Préface d'Albert Jacquard


Tout dans notre univers,
est le résultat de processus qui font découler son état d'aujourd'hui de son état d'hier; l'objectif de la science est de préciser les modalités de ce passage du temps. La règle de base de l'activité scientifique est d'expliquer le présent par le passé, jamais par l'avenir.


 Cette règle se révèle efficace; elle a permis de faire progresser la compréhension des phénomènes dont nous sommes témoins. Elle se heurte pourtant à une limite: elle ne peut plus être appliquée dès que les humains interviennent.
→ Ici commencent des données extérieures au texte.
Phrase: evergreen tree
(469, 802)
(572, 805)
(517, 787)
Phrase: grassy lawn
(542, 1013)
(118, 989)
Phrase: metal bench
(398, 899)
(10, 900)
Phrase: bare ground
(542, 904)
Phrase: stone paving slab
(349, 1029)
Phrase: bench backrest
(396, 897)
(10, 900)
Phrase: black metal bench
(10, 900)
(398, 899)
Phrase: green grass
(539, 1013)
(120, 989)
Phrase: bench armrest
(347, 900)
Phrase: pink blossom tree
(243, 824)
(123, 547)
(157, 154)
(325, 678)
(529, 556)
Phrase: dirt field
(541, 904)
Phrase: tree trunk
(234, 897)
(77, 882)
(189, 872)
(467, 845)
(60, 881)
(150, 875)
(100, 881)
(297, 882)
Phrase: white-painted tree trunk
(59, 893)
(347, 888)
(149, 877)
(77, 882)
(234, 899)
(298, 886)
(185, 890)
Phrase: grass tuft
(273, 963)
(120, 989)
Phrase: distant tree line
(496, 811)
Leur spécificité est d'avoir imaginé que demain sera et ainsi de tenir compte de l'avenir pour orienter le présent.
Alors que tout autour de nous subit "les lois de la nature", nous sommes capables, les connaissant, de les déjouer, et même de les mettre au service de nos objectifs.


Chaque geste humain s'explique moins par le déterminisme dont il est l'aboutissement que par la finalité au service de laquelle il se met.
 L'analyse de la longue chaîne de gestes permettant la fabrication du pain en est une merveilleuse illustration.

Mettre une graine dans la terre n'a de sens que par l'espoir de sa transformation en une plante portant un épi; couper des branchages pour en faire des fagots n'a de sens que dans l'intention de les transformer en une flamme qui chauffera le four; malaxer la pâte, former des pétrissées n'a de sens que par le désir de produire des pains. Chaque étape témoigne de la volonté de mettre son action au service d'une finalité qui la transcende.


 Mais en bout de chaîne, ce pain obtenu, quelle est sa finalité? Bien sûr il est une nourriture necessaire; mais arrêter là les maillons successifs de cette projection vers l'avenir commencée avec la plantation d'une graine serait bien décevant. Ce pain si appétissant capable d'assouvir ma faim, il devient plus qu'une nourriture si je l'offre à l'autre.
Sa finalité est alors de créer un lien entre lui et moi, de me construire, de le construire par notre rencontre.
A ce stade, il n'est plus nécessaire de poser la question d'un pourquoi, puisqu'il s'agit du bonheur.